Several events led to the closing of the town. Allen, who was the leader of the town, died in an accident in 1914. Over time, the town experienced a shortage of water. The Great Depression and World War II drew people to places with greater opportunities. More people left when three of the town's wells were found to have arsenic in 1965. Wishing to maintain the historic town, supporters lobbied to make the area a park. Governor Ronald Reagan signed the legislation to make a park from some of the land in 1973. There is still the small town of Allensworth, in 1985, there were about 40 to 50 families living there. A grant provided the funding for a 10,000 gallon holding tank for water.

About 240 acres from Allensworth was used to create the California State Historic Park, Colonel Allensworth State Historic Park, which became part of the state park system in 1973. It was updated in 1985 from funding attained from historic development section of the California Parks and Recreation Facilities Act of 1984.
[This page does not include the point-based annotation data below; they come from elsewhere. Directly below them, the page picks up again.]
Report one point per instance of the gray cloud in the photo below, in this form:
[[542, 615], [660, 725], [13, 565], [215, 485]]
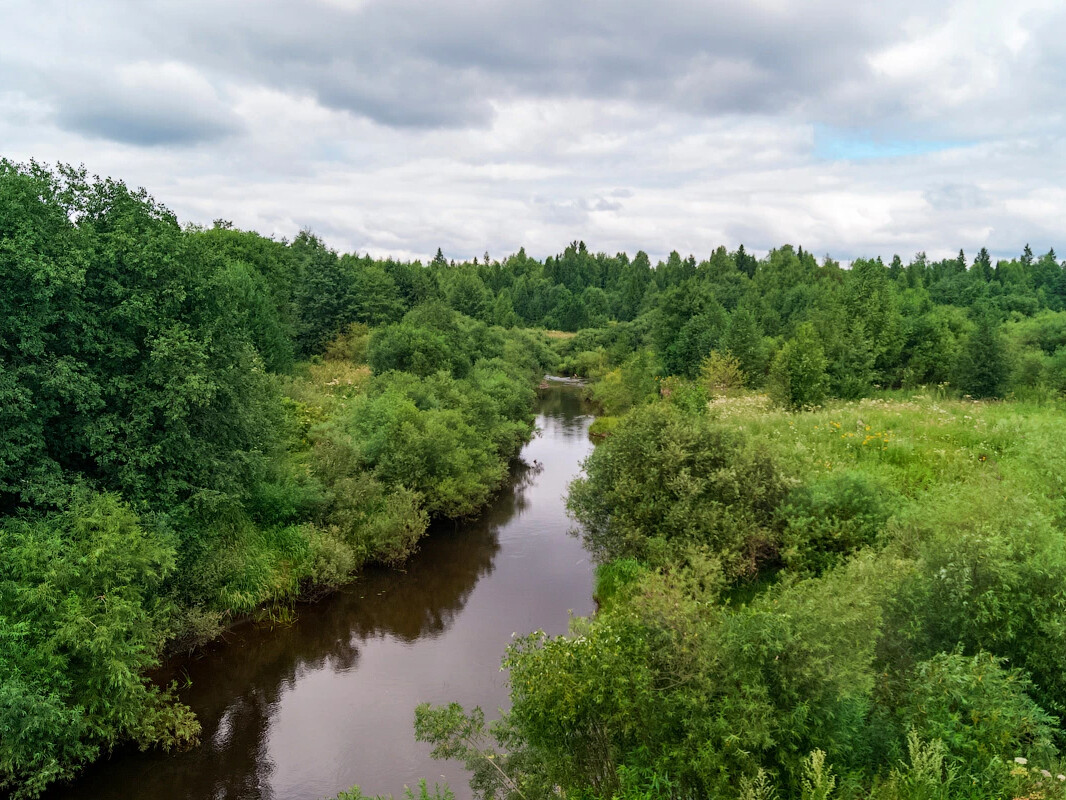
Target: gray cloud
[[400, 126]]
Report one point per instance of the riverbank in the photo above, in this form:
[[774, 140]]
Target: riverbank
[[304, 710]]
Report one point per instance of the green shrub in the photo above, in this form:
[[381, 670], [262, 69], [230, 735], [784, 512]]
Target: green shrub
[[833, 517]]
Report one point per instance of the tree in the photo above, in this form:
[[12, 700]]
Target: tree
[[983, 364], [743, 341], [797, 378], [983, 266]]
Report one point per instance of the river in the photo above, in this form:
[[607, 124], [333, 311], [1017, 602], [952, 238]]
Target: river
[[304, 710]]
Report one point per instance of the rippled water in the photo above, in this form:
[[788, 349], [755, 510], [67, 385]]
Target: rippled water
[[305, 710]]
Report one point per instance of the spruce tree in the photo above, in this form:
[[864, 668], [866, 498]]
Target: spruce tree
[[983, 364]]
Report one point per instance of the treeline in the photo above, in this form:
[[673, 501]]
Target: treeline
[[865, 601], [197, 425]]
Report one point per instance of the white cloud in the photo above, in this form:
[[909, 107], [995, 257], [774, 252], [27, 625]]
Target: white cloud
[[397, 129]]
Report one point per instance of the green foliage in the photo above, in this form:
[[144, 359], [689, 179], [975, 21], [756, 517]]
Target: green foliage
[[830, 518], [81, 617], [797, 378], [683, 480], [721, 374], [979, 710], [983, 366]]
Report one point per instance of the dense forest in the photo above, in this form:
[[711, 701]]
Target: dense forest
[[827, 509]]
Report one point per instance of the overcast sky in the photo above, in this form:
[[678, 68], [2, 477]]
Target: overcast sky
[[400, 126]]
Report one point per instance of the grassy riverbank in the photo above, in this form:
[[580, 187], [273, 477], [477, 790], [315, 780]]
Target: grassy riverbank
[[862, 601]]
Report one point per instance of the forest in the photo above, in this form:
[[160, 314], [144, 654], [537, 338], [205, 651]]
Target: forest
[[827, 506]]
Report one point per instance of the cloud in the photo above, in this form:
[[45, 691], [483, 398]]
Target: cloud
[[396, 127], [145, 104]]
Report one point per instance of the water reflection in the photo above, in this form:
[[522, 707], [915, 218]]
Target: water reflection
[[304, 710]]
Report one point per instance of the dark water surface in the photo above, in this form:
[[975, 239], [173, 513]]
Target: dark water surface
[[305, 710]]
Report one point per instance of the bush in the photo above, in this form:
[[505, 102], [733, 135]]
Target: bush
[[678, 479], [833, 517]]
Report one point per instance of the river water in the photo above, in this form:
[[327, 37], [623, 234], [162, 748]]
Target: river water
[[302, 712]]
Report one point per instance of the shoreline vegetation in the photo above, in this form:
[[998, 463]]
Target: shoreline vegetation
[[827, 506]]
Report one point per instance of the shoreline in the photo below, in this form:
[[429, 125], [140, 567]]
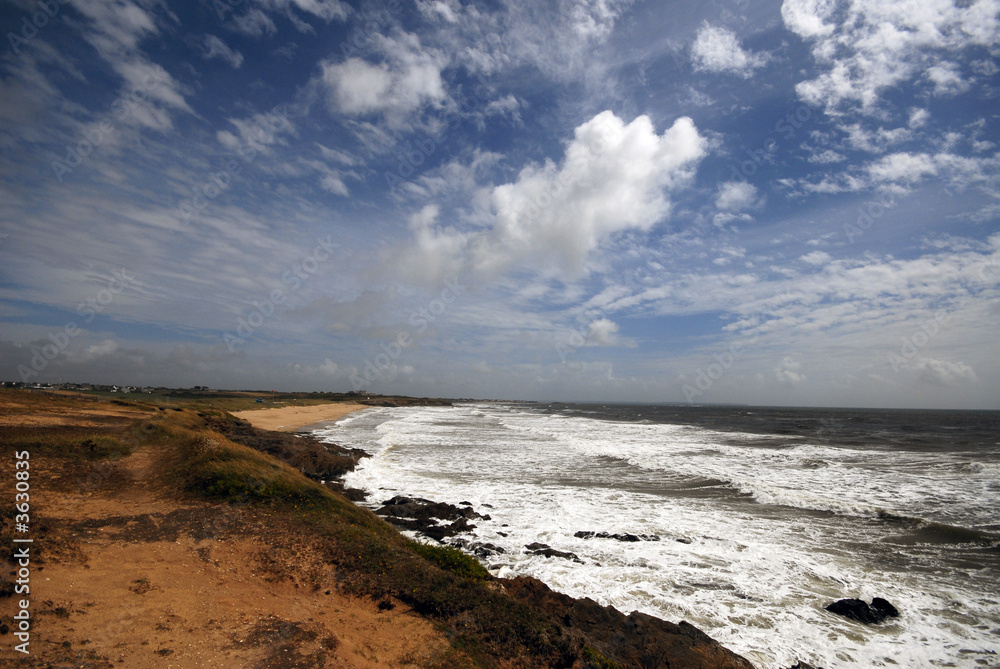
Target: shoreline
[[298, 418]]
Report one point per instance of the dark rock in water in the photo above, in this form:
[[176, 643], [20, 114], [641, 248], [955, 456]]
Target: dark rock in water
[[478, 549], [884, 608], [862, 612], [628, 538], [354, 494], [635, 640], [400, 499], [547, 551], [425, 516]]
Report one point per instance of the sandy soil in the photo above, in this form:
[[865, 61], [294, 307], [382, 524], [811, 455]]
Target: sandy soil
[[135, 577], [289, 419]]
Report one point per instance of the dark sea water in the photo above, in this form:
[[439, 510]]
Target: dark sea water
[[765, 515]]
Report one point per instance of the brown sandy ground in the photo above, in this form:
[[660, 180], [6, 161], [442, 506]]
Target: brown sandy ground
[[179, 536], [288, 419], [130, 576]]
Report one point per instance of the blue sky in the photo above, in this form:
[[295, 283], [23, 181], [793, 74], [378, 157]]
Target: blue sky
[[788, 202]]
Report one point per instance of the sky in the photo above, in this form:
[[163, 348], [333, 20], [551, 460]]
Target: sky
[[772, 203]]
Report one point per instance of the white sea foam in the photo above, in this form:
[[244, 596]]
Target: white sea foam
[[746, 552]]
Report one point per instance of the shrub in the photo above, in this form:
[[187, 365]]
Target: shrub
[[453, 560]]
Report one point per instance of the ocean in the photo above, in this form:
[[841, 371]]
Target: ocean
[[764, 516]]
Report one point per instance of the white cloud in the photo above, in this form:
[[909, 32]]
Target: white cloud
[[718, 50], [602, 332], [736, 196], [808, 18], [439, 9], [816, 258], [787, 372], [254, 23], [328, 10], [613, 178], [873, 45], [216, 48], [919, 117], [408, 79], [259, 131], [943, 373], [947, 79], [902, 168]]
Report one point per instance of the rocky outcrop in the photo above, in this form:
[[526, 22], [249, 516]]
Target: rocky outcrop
[[437, 520], [635, 640], [547, 551], [862, 612], [479, 549], [629, 538]]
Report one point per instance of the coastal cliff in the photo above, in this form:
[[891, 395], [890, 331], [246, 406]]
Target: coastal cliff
[[219, 544]]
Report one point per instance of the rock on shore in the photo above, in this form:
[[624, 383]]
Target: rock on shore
[[635, 640]]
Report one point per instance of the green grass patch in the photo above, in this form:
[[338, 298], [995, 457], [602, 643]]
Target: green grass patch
[[594, 659], [453, 560], [219, 468], [71, 443]]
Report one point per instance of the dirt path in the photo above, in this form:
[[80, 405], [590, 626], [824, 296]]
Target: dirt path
[[161, 583]]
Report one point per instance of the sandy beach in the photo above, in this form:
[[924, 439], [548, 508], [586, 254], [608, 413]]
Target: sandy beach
[[289, 419]]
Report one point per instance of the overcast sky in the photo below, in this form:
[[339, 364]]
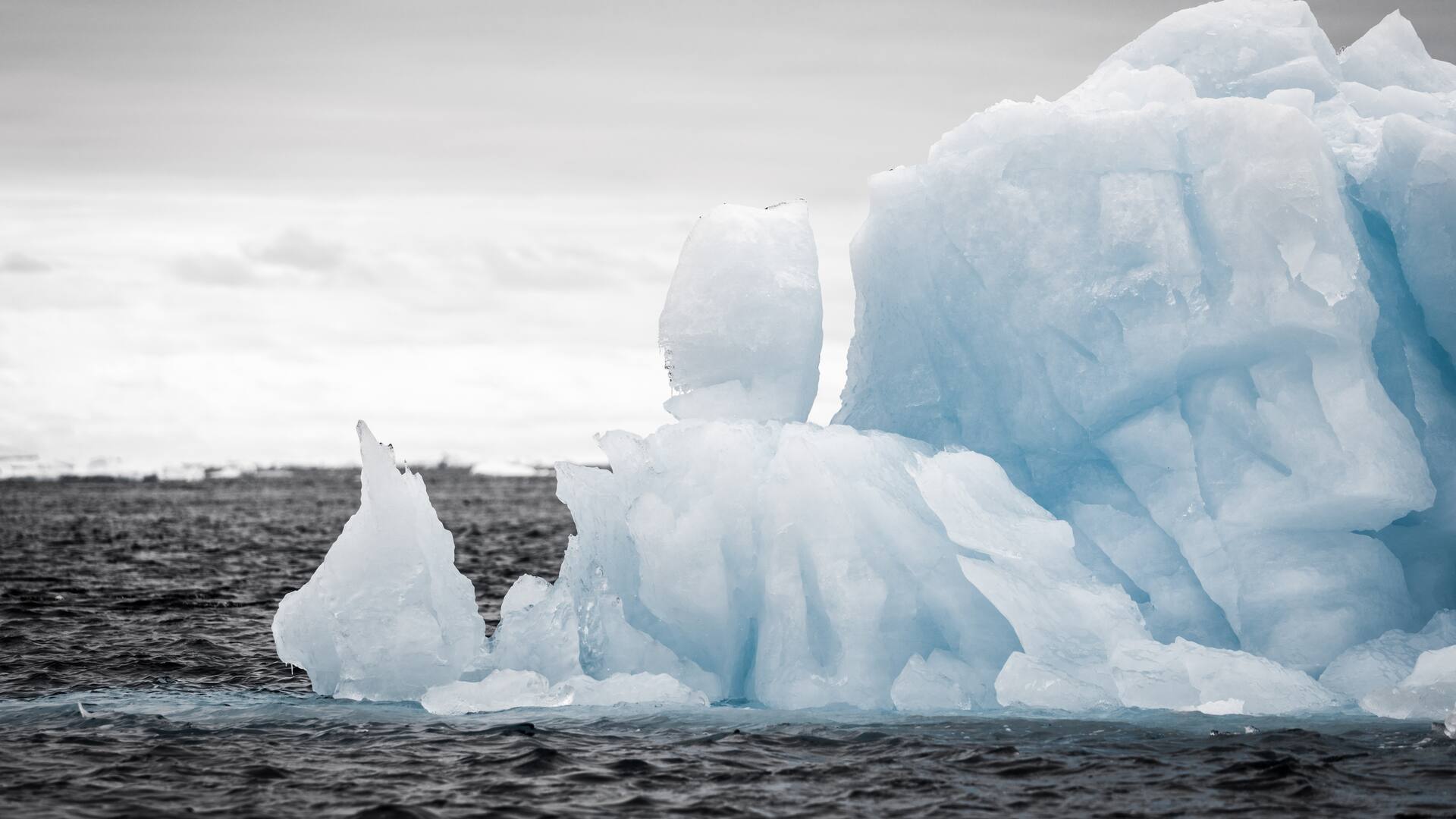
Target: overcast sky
[[229, 229]]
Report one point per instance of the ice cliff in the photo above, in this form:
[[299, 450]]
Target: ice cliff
[[1149, 404]]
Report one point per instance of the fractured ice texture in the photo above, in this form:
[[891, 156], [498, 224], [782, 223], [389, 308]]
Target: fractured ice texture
[[1149, 404]]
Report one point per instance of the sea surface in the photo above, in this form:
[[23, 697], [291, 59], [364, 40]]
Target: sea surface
[[139, 678]]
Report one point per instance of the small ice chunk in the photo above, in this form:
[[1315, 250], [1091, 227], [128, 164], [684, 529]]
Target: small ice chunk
[[1383, 662], [1429, 692], [526, 592], [743, 322], [631, 689], [386, 615], [940, 682], [1392, 55], [498, 691], [509, 689]]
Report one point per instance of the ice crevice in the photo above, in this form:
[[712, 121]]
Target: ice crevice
[[1150, 404]]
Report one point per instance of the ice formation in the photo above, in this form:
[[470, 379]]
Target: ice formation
[[1150, 404], [386, 615], [743, 322]]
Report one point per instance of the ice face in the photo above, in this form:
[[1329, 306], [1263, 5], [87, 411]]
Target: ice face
[[743, 324], [1383, 662], [386, 615], [1150, 404], [801, 569], [1200, 309], [1429, 692]]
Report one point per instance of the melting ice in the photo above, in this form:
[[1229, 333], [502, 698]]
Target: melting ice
[[1150, 404]]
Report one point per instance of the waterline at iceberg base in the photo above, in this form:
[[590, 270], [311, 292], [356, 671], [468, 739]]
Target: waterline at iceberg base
[[1149, 406]]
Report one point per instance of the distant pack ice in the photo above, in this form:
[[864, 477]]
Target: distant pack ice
[[1150, 404]]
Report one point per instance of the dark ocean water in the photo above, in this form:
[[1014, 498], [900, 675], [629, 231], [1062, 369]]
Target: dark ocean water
[[137, 678]]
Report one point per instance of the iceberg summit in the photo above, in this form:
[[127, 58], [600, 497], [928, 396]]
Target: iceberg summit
[[1150, 404]]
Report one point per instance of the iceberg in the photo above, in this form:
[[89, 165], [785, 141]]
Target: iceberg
[[386, 615], [1150, 404], [743, 324]]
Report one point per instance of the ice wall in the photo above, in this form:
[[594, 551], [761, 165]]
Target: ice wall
[[1199, 308], [1150, 406]]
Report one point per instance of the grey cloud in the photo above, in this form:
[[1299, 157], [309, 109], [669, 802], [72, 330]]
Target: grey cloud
[[212, 268], [571, 267], [299, 249], [20, 262]]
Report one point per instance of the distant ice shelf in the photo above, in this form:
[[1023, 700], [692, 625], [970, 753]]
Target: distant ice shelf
[[1150, 404]]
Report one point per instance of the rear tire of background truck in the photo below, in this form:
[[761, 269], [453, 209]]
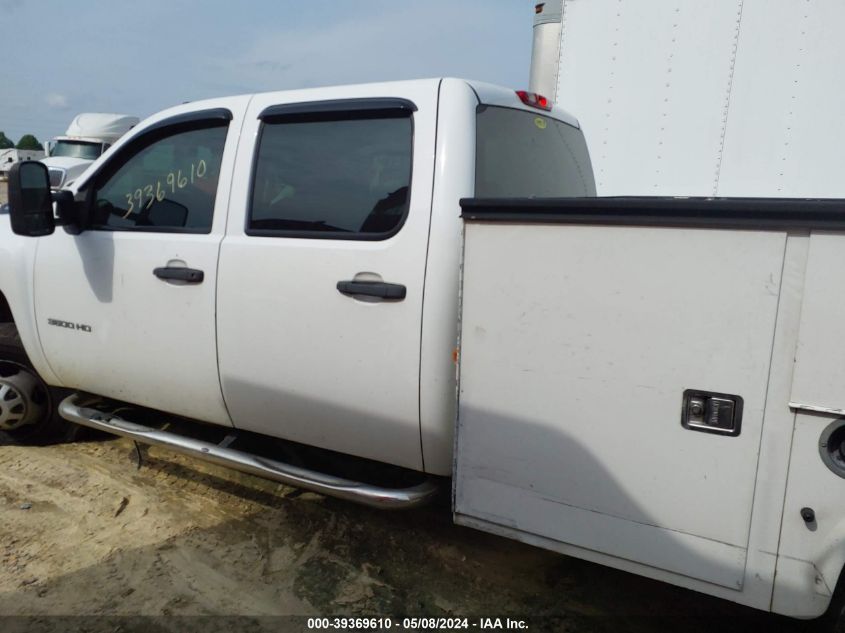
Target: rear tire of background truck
[[28, 406]]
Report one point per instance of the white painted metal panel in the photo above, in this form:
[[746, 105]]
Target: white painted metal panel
[[820, 371], [706, 98], [649, 82], [786, 131], [146, 334], [577, 344]]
==Women's Improvement League==
While living in Allensworth, Leavell founded the Women's Improvement League. She also provided the land for the founding of the Mary Dickinson Memorial Library. The founding of the library developed out of a library being approved by the Allensworth Board of Trustees. The reading room they approved was too small for the community. Leavell therefore created the property to develop more land for a larger library. The library is named after her mother and was completed in July 1913. The building of the library cost $500. It could hold 1,000 books. The Allensworths donated their personal book collection to the library. She was also a school board member.

==Later years and death==
Allen Allensworth was hit by a motorcyclist in Monrovia, California. He died at the hospital on September 14, 1914.

In 1922, Leavell moved to Los Angeles to live with her daughter, Nella, who was married to Louis Blogett. As a resident in Los Angeles, Leavell fought for racial integration in swimming pools and other venues. Leavell lived in Los Angeles until her death in 1938.